The government-controlled Bank of Greece (founded in 1927) is the central bank and the bank of issue; it also engages in other banking activities, although the European Central Bank is in charge of monetary policy. There are 33 Greek commercial banks, which are dominated by two massive, state-controlled banking groups, the National Bank and the Commercial Bank. 19 of the commercial banks are foreign, including three American banks. The two leading private banks are Alpha Credit and Ergo, which ranked third and fifth, respectively, in 1997 in the Greek banking industry in terms of assets. Banks still must redeposit 70% of all their foreign exchange deposits with the Bank of Greece at the going interest rate plus a small commission. In 1999, as part of a general privatization program, the government began selling shares in the National Bank of Greece and Ionian Bank was sold outright and taken over by Alpha Credit.

The Currency Committee, composed of five cabinet ministers, controls the eight specialized credit institutions: the Agricultural Bank, National Investment Bank, National Investment Bank for Industrial Development, Hellenic Industrial Development Bank, National Mortgage Bank, Mortgage Bank, Postal Savings Bank, and Consignments and Loans Fund. The money supply in 2001, as measured by M1, was 24.7 billion euros.The International Monetary Fund reports that in 2001, currency and demand deposits—an aggregate commonly known as M1—were equal to $22.2 billion. In that same year, M2—an aggregate equal to M1 plus savings deposits, small time deposits, and money market mutual funds—was $129.6 billion.

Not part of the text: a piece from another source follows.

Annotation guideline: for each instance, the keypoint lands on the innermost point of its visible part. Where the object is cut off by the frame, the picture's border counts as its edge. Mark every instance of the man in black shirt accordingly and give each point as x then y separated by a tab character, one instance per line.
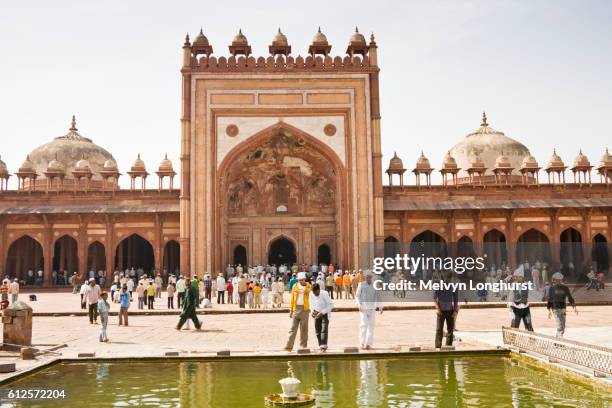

The Athens Stock Exchange (Chrimatisterion) was founded by royal decree in 1876. In 1967, significant reforms were instituted, including more stringent listing requirements, bringing about a rapid increase in the number of listed securities. New legislation was introduced in 1988 to expand and liberalize its activities. The rule changes provided for the establishment of brokerage companies, thus breaking the traditional closed shop of individual brokers. In 1997 there were 53 brokerage houses and just 6 private brokers. Computerized trading was implemented in 1992 and there has since been a rapid evolution of the market. The aim is to secure total dematerialization of shares and to allow brokers to screen-trade from their offices. A satellite trading floor was established in Thessaloniki in 1995. In 1996, Greek law was harmonized with the EU financial services directive, and banks may now be directly represented on the floor of the exchange instead of having to establish subsidiary brokerage houses. The late 1990s witnessed a boom on the exchange. In 1998, the index rose 85%, while the first five months of 1999 saw a further jump of 43.7%. However, this expansion did not continue into the new millenium. Between 2002 and 2003, the index lost 33.1% of its value.